Eltern, die darum kämpfen müssen, dass ihr behindertes Kind eine Regelschule besuchen kann und nicht die vorgeschlagene Förderschule. Zermürbende bürokratischen Wege, wenn es um die Bewilligung von Hilfsmitteln oder einer Assistenz geht. Durch die Coronapandemie werden Menschen mit Behinderungen einmal mehr an den Rand gedrängt.

"Ich bin eine Diagnose"

„Wo will der Rollstuhl raus?“, eine Frage, die Judyta Smykowski in ihrem Alltag nur allzu oft hört. „Ich bin eine Diagnose, eine Behinderung. Bei Frauen mit Behinderung ist es noch heftiger. Sie werden nicht als Frauen gesehen“, so Smykowski, die als Redakteurin und Referentin beim den Projekten Leidmedien und Die Neue Norm des Vereins Sozialhelden arbeitet. Dort setzt sie sich für eine klischeefreie Berichterstattung über Menschen mit Behinderung ein.
Knapp zehn Prozent hätten in Deutschland eine schwere Behinderung. „Aber das spiegeln die meisten Bekanntenkreise gar nicht. Menschen ohne Behinderung haben einfach wenig Kontakt zu Menschen mit Behinderung.“ Auch in der Arbeitswelt. Ihr geht es darum, das Thema Behinderung in einen neuen Kontext zu setzen: „Raus aus der Charity- und Wohlfahrtsecke, rein in die Mitte der Gesellschaft.“

„Die Nicht-Sichtbarkeit ist das Problem“

„Von einer echten Teilhabe behinderter Menschen in allen Lebensbereichen sind wir in der Europäischen Union weit entfernt“, sagt Katrin Langensiepen. Sie ist seit 2019 Abgeordnete im Europaparlament für die Fraktion Die Grünen/EFA. „Weniger als 50 Prozent der Menschen mit Behinderungen haben Arbeit, 29 Prozent leben in Armut und erfahren soziale Ausgrenzung. Frauen mit Behinderungen sind fünf Mal häufiger von Gewalt betroffen als Frauen ohne Behinderung.“
Katrin Langensiepen hat das TAR-Syndrom. Bei dieser Erbkrankheit fehlen die Speichen in den Unterarmen, sie sind dadurch verkürzt. Ihre Erfahrung: „Die Nichtsichtbarkeit ist das Problem. Im Kindergarten, in der Schule sind behinderte Kinder noch sichtbar, dann tauchen sie nicht mehr auf. Dann hast du sie nicht mehr in den Berufsschulen, sie sind in einer Werkstatt und damit in einer Sonderwelt, wo sie keinen Arbeitnehmerstatus haben und nur unter sich arbeiten. Das ist ein gesellschaftliches und politisches Problem.

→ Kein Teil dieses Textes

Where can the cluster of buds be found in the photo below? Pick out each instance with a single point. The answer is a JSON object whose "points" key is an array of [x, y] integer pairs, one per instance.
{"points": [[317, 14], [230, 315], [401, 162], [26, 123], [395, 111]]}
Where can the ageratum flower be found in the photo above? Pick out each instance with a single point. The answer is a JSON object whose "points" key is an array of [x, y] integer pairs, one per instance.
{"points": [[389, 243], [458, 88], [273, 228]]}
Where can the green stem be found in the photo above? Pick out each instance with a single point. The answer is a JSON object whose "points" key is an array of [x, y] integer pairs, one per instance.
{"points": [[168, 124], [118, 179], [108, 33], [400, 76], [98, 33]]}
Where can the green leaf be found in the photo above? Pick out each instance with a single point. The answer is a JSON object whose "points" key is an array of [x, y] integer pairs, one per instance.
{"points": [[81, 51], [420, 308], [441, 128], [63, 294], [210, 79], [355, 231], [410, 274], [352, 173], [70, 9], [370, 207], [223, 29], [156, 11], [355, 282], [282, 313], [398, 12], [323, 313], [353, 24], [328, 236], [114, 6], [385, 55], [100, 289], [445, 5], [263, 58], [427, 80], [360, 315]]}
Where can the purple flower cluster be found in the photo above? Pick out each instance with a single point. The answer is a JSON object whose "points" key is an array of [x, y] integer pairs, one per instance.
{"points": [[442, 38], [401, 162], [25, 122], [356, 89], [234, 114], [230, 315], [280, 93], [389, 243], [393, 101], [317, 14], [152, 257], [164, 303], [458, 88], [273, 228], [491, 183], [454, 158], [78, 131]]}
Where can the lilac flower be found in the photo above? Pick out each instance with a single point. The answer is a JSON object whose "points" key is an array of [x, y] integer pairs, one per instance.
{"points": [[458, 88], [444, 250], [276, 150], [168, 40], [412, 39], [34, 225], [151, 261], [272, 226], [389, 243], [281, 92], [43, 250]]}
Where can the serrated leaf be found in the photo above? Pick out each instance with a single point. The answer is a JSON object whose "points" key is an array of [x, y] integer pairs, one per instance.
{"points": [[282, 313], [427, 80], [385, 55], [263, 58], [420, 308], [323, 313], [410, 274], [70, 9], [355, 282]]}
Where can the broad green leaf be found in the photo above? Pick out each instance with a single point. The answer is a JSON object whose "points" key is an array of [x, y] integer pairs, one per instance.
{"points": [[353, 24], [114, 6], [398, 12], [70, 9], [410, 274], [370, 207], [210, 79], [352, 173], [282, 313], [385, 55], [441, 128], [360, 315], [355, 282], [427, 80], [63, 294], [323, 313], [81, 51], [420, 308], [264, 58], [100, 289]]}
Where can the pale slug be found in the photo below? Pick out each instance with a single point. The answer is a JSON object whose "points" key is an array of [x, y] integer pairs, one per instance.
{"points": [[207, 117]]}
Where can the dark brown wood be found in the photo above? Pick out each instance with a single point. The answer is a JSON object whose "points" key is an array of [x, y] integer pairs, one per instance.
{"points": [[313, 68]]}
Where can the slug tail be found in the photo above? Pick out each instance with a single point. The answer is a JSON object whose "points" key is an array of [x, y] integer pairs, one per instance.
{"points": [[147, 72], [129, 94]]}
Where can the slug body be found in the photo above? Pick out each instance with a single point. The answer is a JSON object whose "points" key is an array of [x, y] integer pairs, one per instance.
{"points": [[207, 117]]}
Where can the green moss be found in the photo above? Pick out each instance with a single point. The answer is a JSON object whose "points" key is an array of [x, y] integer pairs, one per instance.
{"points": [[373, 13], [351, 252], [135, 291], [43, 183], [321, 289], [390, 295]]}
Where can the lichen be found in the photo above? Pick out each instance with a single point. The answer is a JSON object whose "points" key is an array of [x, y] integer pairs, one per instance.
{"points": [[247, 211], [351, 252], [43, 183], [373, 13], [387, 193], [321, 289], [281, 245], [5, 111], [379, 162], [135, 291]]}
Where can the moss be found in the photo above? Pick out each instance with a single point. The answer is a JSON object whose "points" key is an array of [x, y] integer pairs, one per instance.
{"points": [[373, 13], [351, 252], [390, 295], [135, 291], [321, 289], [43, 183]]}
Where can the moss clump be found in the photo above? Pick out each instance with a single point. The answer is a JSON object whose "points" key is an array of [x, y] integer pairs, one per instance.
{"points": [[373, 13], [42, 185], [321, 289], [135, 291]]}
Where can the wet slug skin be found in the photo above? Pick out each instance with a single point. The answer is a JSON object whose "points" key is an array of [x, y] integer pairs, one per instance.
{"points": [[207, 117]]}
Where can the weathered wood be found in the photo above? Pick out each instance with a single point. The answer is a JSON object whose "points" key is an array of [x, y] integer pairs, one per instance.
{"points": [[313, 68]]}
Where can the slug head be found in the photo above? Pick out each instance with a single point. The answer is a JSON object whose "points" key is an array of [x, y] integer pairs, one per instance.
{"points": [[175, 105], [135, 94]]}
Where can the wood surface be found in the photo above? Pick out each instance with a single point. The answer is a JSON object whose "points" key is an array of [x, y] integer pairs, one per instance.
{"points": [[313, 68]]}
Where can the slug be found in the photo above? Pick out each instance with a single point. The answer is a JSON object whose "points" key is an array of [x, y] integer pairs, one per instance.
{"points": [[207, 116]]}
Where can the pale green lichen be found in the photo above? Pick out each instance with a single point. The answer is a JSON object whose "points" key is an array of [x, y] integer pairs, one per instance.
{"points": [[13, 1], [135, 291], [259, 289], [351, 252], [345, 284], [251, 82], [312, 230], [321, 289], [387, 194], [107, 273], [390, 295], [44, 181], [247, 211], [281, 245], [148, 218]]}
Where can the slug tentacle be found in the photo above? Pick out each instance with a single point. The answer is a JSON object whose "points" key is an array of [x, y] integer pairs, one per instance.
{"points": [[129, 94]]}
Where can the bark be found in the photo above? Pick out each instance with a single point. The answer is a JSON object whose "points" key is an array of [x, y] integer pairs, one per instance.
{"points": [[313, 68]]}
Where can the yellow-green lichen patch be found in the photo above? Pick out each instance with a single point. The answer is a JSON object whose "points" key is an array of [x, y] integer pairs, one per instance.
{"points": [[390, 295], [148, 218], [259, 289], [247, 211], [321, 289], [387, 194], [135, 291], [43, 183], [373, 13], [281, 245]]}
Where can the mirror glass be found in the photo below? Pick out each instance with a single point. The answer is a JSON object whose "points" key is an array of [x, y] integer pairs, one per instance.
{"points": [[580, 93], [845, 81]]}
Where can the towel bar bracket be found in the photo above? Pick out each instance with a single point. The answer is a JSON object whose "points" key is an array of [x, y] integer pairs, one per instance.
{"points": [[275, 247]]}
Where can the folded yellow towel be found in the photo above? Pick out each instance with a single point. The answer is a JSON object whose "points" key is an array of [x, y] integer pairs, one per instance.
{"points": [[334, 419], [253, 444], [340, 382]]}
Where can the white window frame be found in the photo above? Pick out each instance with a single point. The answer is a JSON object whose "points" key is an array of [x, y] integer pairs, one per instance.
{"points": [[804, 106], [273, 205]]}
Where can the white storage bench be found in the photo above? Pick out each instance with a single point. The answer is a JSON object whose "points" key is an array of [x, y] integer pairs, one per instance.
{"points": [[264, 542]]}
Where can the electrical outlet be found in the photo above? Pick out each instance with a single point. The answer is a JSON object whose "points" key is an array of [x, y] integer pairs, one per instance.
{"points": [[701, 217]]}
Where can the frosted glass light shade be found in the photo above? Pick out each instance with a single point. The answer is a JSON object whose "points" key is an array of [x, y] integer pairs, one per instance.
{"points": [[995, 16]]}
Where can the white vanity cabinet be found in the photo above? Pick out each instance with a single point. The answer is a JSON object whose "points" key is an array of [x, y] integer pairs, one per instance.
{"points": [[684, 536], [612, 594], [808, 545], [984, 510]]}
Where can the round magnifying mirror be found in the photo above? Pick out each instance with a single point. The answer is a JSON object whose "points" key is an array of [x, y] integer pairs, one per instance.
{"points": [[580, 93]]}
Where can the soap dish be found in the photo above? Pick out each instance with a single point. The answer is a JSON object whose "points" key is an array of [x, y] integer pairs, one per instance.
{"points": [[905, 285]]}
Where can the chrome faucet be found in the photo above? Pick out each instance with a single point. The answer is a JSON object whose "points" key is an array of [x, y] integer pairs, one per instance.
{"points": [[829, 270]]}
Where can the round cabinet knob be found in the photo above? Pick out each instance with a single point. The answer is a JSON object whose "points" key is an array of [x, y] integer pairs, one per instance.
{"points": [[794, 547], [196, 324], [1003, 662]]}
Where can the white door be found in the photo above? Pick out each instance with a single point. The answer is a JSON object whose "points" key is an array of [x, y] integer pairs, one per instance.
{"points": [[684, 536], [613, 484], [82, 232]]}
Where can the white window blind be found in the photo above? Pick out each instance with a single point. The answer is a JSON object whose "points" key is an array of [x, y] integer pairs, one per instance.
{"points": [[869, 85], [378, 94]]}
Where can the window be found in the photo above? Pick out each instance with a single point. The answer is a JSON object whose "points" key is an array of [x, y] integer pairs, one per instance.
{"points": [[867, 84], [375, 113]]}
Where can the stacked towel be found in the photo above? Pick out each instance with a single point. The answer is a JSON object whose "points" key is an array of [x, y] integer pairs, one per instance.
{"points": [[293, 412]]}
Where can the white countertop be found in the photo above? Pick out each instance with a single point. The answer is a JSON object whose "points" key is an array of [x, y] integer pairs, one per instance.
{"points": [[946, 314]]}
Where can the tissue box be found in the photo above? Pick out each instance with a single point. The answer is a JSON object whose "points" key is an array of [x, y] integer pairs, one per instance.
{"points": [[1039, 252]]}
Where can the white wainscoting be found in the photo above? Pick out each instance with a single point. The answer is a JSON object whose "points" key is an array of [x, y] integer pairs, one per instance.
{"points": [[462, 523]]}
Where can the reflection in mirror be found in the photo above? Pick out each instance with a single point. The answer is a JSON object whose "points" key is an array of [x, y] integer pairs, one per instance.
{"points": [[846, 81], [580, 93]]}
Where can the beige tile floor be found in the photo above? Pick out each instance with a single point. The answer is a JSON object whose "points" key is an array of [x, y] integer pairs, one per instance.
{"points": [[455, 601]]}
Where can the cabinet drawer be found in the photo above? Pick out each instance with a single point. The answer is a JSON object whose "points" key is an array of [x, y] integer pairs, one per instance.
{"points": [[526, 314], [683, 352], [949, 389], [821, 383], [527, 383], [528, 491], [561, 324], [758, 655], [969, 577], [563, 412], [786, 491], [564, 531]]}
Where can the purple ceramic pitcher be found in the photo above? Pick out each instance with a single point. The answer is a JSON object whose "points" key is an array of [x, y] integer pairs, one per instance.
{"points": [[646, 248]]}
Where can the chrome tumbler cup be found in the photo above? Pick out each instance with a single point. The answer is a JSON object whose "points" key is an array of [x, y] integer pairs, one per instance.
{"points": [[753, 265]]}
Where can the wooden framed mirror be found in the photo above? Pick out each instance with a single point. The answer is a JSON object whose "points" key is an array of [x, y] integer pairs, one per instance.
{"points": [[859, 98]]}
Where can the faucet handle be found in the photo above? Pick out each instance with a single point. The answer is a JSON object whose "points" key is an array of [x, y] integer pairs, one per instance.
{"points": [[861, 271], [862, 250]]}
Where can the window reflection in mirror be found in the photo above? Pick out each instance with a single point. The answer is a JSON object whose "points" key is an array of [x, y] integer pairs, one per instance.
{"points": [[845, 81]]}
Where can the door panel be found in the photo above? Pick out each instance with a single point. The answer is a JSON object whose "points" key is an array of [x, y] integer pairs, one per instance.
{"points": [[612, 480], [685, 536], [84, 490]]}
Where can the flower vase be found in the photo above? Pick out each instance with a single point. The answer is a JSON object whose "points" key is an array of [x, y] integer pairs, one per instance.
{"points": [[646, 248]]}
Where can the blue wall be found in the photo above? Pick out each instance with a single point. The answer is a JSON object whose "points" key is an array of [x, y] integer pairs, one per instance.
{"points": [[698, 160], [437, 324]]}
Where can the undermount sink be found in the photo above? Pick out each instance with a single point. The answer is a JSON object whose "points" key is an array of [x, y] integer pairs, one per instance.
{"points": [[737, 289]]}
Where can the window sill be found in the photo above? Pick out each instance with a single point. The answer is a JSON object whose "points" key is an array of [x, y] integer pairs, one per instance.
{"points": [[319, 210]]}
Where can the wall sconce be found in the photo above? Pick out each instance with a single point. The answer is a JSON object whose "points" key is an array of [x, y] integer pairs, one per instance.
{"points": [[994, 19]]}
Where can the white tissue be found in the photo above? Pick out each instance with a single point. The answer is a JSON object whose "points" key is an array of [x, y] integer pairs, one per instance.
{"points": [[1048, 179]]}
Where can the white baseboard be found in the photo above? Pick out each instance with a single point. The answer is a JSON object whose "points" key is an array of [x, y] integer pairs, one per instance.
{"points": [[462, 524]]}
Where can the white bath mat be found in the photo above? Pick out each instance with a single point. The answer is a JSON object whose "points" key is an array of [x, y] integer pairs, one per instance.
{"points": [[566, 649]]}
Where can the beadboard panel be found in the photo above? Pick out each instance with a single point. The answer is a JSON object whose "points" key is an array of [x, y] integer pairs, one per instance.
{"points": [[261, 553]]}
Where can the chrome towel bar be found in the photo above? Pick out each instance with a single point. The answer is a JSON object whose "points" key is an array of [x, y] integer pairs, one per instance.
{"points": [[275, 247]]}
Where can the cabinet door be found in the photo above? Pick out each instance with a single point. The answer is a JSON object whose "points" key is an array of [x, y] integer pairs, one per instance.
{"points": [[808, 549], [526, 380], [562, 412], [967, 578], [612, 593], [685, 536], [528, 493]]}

Es ist ein Verstoß gegen Menschenrechte – speziell gegen die UN-Behindertenrechtskonvention, zu der sich die EU-Mitgliedstaaten vor über zehn Jahren verpflichteten.“

Leben mit Behinderungen – Wie weit sind wir mit Inklusion und Barrierefreiheit?
Darüber diskutiert Vladimir Balzer von 9:05 bis 11 Uhr mit der EU-Abgeordneten Katrin Langensiepen und mit Judyta Smykowski vom Verein Sozialhelden. Hörerinnen und Hörer können sich beteiligen unter der Telefonnummer 0800 2254 2254 sowie per E-Mail unter gespraech@deutschlandfunkkultur.de.

(sus)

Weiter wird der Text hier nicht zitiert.